Maria Lya Ramos: “You cannot lie to her. She has seen it. She’s a grandmother of seventy-one. She has had two miscarriages. Her children have become ill. She has lost her sister. Her sister has died because of being in contact with contaminated water. You cannot lie to her, because she is living witness to the contamination of this company. Shame on Chevron!”
In a possible violation of SEC rules, the activists say Chevron allowed entry to just seven of the twenty-seven members of their group who hold legal shareholder proxies. Most of those denied entry were activists who had traveled from Ecuador, Nigeria, Burma and several other countries to speak out against Chevron’s operations in their countries.
A showdown is looming in the Mediterranean Sea as a flotilla of nine humanitarian aid ships approaches the Gaza Strip in an attempt to break the Israeli blockade. Israel is vowing to repel the Free Gaza Movement’s “Freedom Flotilla” after stopping at least three other sailings since January 2009. The ships are expected to reach the Gaza coastline by Friday. Israeli spokesperson Yigal Palmor vowed Israel would stop the ships.

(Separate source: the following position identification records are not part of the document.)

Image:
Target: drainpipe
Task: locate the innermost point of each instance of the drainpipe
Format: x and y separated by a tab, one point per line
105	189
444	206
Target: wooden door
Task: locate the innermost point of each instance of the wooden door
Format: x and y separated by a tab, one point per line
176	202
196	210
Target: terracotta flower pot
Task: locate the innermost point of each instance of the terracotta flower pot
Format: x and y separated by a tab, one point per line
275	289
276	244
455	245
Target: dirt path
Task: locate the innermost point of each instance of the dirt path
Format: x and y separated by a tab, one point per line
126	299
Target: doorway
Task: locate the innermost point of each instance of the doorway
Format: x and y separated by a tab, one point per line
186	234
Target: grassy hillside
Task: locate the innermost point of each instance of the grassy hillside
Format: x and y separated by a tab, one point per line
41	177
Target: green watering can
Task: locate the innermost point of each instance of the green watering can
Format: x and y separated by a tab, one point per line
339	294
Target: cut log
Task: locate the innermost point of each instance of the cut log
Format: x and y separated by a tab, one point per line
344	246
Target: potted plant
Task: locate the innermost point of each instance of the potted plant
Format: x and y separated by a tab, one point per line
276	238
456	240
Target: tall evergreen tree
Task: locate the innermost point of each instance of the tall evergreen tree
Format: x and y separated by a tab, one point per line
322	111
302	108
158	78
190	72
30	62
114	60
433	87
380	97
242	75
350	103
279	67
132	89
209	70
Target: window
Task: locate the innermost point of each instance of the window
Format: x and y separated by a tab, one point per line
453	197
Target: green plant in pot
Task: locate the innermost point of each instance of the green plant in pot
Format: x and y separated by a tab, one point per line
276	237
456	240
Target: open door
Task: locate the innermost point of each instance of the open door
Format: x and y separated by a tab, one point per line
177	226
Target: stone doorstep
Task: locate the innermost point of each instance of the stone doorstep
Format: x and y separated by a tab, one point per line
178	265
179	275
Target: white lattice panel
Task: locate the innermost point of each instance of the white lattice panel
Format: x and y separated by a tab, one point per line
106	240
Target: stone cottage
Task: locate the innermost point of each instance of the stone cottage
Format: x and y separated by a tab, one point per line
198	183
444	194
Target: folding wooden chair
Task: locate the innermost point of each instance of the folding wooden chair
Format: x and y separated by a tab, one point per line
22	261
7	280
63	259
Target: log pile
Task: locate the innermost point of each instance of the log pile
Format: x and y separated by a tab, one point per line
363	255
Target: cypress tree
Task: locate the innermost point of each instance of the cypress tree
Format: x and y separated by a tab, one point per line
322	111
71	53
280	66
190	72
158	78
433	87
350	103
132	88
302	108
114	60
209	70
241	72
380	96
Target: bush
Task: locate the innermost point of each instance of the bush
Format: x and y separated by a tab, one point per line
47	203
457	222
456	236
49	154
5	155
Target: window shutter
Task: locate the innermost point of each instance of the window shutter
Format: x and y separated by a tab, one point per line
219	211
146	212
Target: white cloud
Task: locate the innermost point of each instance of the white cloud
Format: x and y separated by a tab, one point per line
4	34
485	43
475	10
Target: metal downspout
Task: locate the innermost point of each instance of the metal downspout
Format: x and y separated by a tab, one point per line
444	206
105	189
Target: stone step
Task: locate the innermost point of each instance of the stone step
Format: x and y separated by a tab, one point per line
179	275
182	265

Yigal Palmor: “This is not in the cause — for the cause of the Palestinian people, not for the cause of peace. This is just for the cause of provocation by people who care not about humanitarian aid or about the prospects of peace. And if they try to force their way into Gaza, after they have been warned time and again not to do so, after they have been warned that this is against international law, well, then they will have to be stopped.”
The flotilla is the largest to attempt to reach the Gaza Strip since Israel imposed the blockade on the coastal territory three years ago.
In Peru, the jailed American activist Lori Berenson is expected to be released from prison today after being granted parole earlier this week. Berenson has been jailed for over fourteen years after hooded Peruvian military judges convicted her of collaborating with the rebel group MRTA. She has long maintained her innocence. (Related coverage: After Over 14 Years in Peruvian Prison, Jailed US Activist Lori Berenson Ordered Freed on Parole)
And in other news from Peru, indigenous leader Alberto Pizango has been arrested after returning from an eleven-month political asylum in Nicaragua. Pizango has been wanted in Peru on sedition charges after leading protests opposing laws that encourage foreign mining and energy companies to invest billions of dollars in the Amazon rainforest.